Design document of internals & storage?

(Nikhil Bafna) #1

I went over the docs in

I wanted to understand the internals more in depth - specifically around storage. My guess is that scans are fast, due to how underlying storage is designed. Also, I wanted to understand the source of the 100kb limit of value size.

Any pointers to existing docs would also be really helpful.

(Dave Rosenthal) #2

The design constraints are:

  • There should be a simple documented limit rather than a slow decent into pain as value get larger
  • The limit should be small enough that reading a single KV doesn’t represent a noticeable latency blip for the entire server
  • The limit should be high enough to not be annoying to developers
  • The limit should be high enough that the cost of reading the bytes associated with the value is significantly more expensive than the per-request overhead (this is to enable a low abstraction penalty for applications storing large data across many key-value pairs)

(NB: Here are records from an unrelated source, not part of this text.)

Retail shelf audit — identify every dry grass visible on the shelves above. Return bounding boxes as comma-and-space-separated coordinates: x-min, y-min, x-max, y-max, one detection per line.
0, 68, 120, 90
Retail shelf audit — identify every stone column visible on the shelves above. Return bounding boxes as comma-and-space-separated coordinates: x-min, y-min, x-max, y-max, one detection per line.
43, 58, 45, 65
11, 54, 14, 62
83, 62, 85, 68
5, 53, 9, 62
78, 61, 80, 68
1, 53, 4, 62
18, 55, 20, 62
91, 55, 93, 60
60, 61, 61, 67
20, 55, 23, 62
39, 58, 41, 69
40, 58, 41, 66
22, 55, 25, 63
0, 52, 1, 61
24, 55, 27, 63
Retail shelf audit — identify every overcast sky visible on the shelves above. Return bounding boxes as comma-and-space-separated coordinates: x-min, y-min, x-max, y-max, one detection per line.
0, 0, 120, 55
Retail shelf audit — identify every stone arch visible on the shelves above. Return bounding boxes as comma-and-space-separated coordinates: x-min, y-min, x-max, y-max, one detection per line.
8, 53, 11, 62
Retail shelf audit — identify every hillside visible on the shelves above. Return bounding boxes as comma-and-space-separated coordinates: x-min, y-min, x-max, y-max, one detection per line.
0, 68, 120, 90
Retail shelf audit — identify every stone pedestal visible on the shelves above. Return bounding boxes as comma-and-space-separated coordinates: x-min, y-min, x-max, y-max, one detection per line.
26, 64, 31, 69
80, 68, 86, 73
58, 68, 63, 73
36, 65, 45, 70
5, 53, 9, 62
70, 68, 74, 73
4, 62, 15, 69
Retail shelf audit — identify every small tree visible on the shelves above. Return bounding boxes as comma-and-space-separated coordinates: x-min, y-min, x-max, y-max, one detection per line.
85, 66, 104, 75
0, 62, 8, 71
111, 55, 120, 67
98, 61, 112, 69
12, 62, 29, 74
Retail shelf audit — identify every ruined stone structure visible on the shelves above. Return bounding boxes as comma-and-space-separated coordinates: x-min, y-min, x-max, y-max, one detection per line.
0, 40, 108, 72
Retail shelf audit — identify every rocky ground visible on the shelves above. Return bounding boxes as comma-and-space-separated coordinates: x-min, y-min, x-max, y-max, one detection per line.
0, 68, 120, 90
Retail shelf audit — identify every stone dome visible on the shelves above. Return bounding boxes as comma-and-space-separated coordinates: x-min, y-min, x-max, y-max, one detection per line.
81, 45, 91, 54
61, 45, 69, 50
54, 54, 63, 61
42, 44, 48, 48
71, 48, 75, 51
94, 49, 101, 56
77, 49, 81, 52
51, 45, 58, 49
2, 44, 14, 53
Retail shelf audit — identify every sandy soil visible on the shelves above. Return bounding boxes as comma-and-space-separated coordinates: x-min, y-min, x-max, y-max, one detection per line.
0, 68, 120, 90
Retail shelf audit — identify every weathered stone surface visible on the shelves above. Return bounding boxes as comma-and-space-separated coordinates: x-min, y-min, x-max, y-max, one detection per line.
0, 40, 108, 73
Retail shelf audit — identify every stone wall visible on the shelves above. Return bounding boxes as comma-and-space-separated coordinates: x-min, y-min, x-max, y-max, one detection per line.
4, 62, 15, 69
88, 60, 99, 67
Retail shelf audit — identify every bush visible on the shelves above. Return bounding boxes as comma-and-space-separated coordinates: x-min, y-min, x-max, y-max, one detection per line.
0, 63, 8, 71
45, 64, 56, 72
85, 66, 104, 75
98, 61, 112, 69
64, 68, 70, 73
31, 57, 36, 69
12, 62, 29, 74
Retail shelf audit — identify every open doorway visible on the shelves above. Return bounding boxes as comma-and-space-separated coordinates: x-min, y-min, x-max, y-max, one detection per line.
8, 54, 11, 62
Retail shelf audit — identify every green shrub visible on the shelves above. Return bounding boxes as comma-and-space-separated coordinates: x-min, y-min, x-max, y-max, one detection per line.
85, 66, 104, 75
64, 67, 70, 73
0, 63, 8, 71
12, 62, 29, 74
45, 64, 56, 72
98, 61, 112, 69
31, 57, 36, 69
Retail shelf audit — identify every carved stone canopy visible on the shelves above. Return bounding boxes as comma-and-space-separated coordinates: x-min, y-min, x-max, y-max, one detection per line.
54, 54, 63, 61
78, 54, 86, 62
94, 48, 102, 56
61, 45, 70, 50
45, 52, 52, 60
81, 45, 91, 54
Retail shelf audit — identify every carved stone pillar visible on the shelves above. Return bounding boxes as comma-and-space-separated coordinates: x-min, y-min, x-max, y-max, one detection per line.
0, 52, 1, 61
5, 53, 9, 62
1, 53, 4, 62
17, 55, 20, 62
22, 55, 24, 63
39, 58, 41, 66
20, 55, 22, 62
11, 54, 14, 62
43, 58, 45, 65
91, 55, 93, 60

Given FoundationDB’s use of SSDs, 100K was chosen years ago as fitting those constraints.

A layer can easily build a “large-value” abstraction that supports seeking and streaming of a large values by storing, say, 64K at a time in multiple keys.

An interesting improvement to FDB would be to have it’s native API support streaming large values, but it would probably be a breaking API change.

(Nikhil Bafna) #3

Thanks for the super quick reply!
Makes sense and makes use-case definition much more explicit.

(Evan Tschannen) #4

Dave did a good job explaining the basic consideration behind our value size limit.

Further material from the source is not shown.